While breathing a sigh of relief following the decision on financing for loss and damage coming out of the recent United Nations Climate Conference, Caribbean SIDS have reservations over the overall package of decisions from the international negotiations (COP27) that concluded in Egypt on November 18.
Not the least of these is the seemingly insignificant strides made to ramp up ambition to cut emissions that fuel the warming of the planet and the associated impacts – from extreme weather events, such as hurricanes, to threats to food and water security, as well as the risks to public health.
“While the establishment of the loss and damage fund is a big win for SIDS, representing 30 years of effort and struggle, there were many disappointments for SIDS in Egypt, particularly as it relates to keeping 1.5 alive,” noted Dr. Colin Young, Executive Director of the Caribbean Community (CARICOM) Climate Change Centre who was in Egypt, which began on November 6 and ended on November 18.

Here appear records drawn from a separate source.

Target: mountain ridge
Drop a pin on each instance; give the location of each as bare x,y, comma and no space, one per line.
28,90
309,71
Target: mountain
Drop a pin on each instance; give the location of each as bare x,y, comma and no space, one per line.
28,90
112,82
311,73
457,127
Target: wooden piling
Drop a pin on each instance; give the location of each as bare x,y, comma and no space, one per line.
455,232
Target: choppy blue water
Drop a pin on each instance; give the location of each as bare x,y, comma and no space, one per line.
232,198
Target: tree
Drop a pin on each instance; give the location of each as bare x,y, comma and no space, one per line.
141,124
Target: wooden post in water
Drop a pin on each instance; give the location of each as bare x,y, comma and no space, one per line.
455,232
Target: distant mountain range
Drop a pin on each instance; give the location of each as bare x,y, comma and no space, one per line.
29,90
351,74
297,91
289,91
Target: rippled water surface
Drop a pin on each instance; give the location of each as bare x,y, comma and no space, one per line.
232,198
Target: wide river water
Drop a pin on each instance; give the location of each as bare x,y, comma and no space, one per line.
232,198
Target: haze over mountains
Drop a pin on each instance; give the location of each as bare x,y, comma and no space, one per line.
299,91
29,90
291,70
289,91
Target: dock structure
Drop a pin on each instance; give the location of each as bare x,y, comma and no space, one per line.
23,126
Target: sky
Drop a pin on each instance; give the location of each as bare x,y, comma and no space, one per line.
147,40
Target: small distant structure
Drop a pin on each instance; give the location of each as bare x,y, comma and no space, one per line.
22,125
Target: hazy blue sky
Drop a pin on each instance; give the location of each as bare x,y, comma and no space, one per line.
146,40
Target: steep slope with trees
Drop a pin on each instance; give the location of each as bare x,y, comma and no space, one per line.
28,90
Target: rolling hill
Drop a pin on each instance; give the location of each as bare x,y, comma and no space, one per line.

“Regretfully, the fossil fuel lobby and the fact that the COP was being held in a Petro state contributed to weakened language in the decision. CARICOM and AOSIS were hoping for greater ambition and a commitment to phase out the use of fossil fuel and see a peaking by 2025 as is required by the science. Instead, we got text that refers to ‘low emission and renewable energy, which potentially can create a loophole for further development of gaps,” Young explained.
The advanced unedited copy of the cover decision notes that country parties recognise that the “unprecedented global energy crisis underlines the urgency to rapidly transform energy systems to be more secure, reliable, and resilient, including by accelerating clean and just transitions to renewable energy during this critical decade of action”.
It also “stresses” the importance of enhancing a clean energy mix, including low-emission and renewable energy, at all levels as part of diversifying energy mixes and systems”; and in line with national circumstances and recognising the need for support towards just transitions”.
According to the CCCCC’s boss, the COP also did not deliver on the promised US$ 100 billion. “The fact that developed countries failed to deliver the US$ 100 billion at COP27 was another disappointment; they won’t until 2023. The fact that they are failing to deliver is an erosion of trust and abdication of their historical responsibility,” Young noted.
The advanced unedited version of the cover decision notes that parties express “serious concern” that the goal of developed country parties to jointly mobilise USD 100 billion per year by 2020 in the context of meaningful mitigation action and transparency on implementation has not been met and “urges developed country parties to meet the goal”.